The new album rings with an overall reflective tone and soothing nostalgia which becomes obvious on songs like “Huckleberry Love” and the title track “By and By,” where you can feel the trio endearingly looking back on times past. Having had one of their biggest years yet, the guys certainly have a lot to look back on. “Writing and recording come pretty naturally to us,” says Evan Westfall. “The songs come out of nowhere. We’ve had the opportunity to travel so much around the country and the world this past year—meeting so many new people, new places, foods, experiences—and all of these new experiences, have been naturally inspiring to us. We don’t really meet up and say, ‘Let’s write this song on this day.’ It normally just happens when we get home from a long tour. When we are all back, and at our homes, that’s when it all kind of just pops out.”
That’s the way Caamp keeps at their own pace, using their own process, letting their lyrics come at them as they will. “I can’t speak for Taylor, but I know he works really fast. For me, it’s all over the place, sometimes I’ll just keep a line or two or a melody for almost a year before I do anything with it,” says Westfall.
This album proved no different during the writing and production process. The track “On and On and On” was penned when the three friends had just gotten back from the Tonder Festival in Denmark. “We just had a full 24-hour travel day, got back home and just felt like jamming, so we picked up our instruments and I think did that whole thing in about 20 minutes.”
There’s an openness to Caamp’s sound, a vulnerability. Each member feels comfortable openly creating in front of each other. But that fact doesn’t come as surprise once you find out how long the three Athens, Ohio natives have known each other. Westfall and Taylor Meier have been friends since they were kids. Originally started as a duo, Caamp eventually added Matt Vinson to the lineup after meeting and hearing him play at an open mic in their hometown.
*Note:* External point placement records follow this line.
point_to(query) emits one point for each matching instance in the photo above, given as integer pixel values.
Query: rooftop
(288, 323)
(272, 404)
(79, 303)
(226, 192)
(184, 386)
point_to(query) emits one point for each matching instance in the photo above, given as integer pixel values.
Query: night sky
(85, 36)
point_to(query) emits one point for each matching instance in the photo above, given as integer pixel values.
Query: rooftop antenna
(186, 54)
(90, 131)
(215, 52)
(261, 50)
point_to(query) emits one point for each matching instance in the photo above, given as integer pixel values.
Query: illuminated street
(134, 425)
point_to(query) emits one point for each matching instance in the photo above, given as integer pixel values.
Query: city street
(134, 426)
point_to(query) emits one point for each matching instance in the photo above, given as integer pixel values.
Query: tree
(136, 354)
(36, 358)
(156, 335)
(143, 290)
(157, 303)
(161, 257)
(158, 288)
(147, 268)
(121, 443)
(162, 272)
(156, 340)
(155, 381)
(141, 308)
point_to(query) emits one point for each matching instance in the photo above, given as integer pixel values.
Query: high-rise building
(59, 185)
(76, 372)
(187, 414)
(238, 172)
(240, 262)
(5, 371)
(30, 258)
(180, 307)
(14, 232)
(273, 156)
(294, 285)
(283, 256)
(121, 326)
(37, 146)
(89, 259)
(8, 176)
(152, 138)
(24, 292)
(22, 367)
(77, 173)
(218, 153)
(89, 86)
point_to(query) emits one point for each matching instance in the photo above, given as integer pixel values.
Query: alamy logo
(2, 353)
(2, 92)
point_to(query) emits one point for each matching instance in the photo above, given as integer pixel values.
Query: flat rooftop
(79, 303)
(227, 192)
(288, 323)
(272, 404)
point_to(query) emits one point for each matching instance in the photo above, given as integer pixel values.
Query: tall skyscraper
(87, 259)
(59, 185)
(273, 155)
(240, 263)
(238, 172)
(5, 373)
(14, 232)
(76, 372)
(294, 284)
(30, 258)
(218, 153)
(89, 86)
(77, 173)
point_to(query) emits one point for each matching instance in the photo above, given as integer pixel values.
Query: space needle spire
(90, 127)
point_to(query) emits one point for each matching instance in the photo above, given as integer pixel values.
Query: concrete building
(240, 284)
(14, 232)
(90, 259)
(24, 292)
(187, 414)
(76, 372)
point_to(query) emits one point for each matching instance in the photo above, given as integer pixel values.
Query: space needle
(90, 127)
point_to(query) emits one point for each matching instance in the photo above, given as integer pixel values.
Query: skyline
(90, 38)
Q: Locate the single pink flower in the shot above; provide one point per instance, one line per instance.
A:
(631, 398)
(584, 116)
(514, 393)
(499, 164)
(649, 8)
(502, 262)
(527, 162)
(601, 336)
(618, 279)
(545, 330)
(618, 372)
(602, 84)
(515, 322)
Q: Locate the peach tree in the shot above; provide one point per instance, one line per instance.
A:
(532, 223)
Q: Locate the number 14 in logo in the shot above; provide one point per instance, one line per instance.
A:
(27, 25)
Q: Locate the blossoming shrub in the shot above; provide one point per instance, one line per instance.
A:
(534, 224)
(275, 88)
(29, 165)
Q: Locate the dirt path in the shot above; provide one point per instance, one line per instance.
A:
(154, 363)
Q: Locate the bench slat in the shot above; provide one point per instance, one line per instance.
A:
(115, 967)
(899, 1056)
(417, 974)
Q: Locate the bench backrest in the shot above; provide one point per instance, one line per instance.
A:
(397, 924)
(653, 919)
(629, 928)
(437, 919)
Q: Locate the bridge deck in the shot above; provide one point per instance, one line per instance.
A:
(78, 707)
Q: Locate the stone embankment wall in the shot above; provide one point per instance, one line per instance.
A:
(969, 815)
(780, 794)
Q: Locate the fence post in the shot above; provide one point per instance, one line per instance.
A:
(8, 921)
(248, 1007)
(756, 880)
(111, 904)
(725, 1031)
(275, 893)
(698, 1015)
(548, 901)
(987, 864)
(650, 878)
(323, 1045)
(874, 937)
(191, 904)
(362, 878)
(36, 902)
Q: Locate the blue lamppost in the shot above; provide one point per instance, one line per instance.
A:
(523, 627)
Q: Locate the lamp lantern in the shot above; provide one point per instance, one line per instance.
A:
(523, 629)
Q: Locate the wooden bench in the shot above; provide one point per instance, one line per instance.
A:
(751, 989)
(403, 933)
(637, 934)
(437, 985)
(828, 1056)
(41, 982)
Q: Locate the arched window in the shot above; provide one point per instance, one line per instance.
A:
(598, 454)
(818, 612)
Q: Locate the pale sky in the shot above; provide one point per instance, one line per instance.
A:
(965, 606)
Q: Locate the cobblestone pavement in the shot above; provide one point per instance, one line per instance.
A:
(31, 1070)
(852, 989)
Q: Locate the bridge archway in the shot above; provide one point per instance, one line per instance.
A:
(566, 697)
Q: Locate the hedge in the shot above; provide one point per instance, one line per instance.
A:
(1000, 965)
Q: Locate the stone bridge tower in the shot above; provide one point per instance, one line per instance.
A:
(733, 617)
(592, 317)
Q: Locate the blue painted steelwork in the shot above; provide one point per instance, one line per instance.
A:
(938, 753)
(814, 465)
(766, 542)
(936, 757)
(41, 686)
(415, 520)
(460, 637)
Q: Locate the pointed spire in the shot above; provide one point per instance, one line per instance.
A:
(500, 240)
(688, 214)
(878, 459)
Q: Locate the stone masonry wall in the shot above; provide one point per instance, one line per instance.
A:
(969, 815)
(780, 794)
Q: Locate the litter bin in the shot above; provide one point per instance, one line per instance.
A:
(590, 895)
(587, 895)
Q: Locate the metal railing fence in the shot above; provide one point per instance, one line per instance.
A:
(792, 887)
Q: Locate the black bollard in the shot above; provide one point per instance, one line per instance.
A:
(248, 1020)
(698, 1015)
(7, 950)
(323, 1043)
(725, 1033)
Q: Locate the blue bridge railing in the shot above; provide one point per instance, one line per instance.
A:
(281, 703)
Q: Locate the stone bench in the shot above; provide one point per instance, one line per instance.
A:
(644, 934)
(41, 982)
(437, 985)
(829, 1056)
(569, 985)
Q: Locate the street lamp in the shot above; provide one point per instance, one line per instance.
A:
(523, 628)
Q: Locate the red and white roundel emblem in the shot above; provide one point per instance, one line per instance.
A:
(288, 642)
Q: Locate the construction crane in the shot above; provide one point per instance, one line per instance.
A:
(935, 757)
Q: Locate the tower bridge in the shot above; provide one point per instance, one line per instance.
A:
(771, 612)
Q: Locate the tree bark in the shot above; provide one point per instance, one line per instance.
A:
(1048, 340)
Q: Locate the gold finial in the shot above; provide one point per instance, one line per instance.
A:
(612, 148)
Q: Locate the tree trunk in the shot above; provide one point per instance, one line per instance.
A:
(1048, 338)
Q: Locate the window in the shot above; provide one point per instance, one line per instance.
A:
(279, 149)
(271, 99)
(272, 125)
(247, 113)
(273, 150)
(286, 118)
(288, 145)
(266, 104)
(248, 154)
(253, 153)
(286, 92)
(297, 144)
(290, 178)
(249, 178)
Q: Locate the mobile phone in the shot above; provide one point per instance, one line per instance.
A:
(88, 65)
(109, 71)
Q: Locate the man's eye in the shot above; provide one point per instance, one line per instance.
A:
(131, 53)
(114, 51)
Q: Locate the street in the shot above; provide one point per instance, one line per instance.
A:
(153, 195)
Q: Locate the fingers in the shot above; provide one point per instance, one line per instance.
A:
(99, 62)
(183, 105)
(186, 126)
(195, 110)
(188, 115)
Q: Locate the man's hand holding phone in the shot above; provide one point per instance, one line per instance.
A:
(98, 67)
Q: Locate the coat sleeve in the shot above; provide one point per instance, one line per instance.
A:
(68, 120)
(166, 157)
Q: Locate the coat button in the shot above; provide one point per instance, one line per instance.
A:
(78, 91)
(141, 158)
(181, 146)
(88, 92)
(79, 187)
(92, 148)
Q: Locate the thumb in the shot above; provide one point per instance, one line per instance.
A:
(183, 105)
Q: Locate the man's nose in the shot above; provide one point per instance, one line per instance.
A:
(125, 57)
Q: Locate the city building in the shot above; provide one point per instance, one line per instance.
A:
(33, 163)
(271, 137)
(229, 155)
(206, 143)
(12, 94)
It took a few years of begging, but Vinson eventually joined the band.
“We were playing a show at Taylor’s house for our album release, and we asked Matt if he would open up for us,” explains Westfall. “We just hit it off and stayed in touch when he went out to Denver to work at this recording studio. We went out there and recorded Boys, side A and B. We had to convince him to play bass for us for that project, and then we begged him to move back to Ohio and join us. He took some convincing—had to buy him a few beers, took him out to a few dinners, wined and dined him.”
There is an adolescent wonder in the band’s music and all three men in the group seem to share it. “One thing I love about the guys is that we all like to try different things and be weird and experiment. We all love when someone has a new idea regardless of what it is,” says Westfall. “We like different sounds and we love when someone has a new idea and wants to be weird, it makes it more exciting in the studio.”
Caamp stays true to Caamp, which means staying true to their authentic selves. Creating the same sound, album after album, so that fans immediately know it’s them from the first pluck of a chord, has never been the band M.O. “People fell in love with Caamp because of Taylor’s voice and the words and the banjo,” says Westfall. “We love that. That’s what got people into us in the first place and it also doesn’t hurt that we love making that kind of music.”
“It keeps it interesting for us to not just make banjo and guitar-driven music, but stuff with a little more instrumentation because we don’t want to get burnt out. It keeps it fresh for us and I hope it keeps it fresh for the people,” says Westfall. “We get comments about how we should just stick to our old stuff. But it’s about both, we care about what other people want, but it’s a fine line, it goes both ways, we just want to stay fresh.”
The band tour constantly, having hit over 50 shows—including a sold-out Red Rocks and two European stints—since December. They have another tour revving up to start and don’t plan on slowing down anytime soon. They’re probably coming close to your hometown and you will most likely catch them at your local dive sucking down a beer and running the pool table.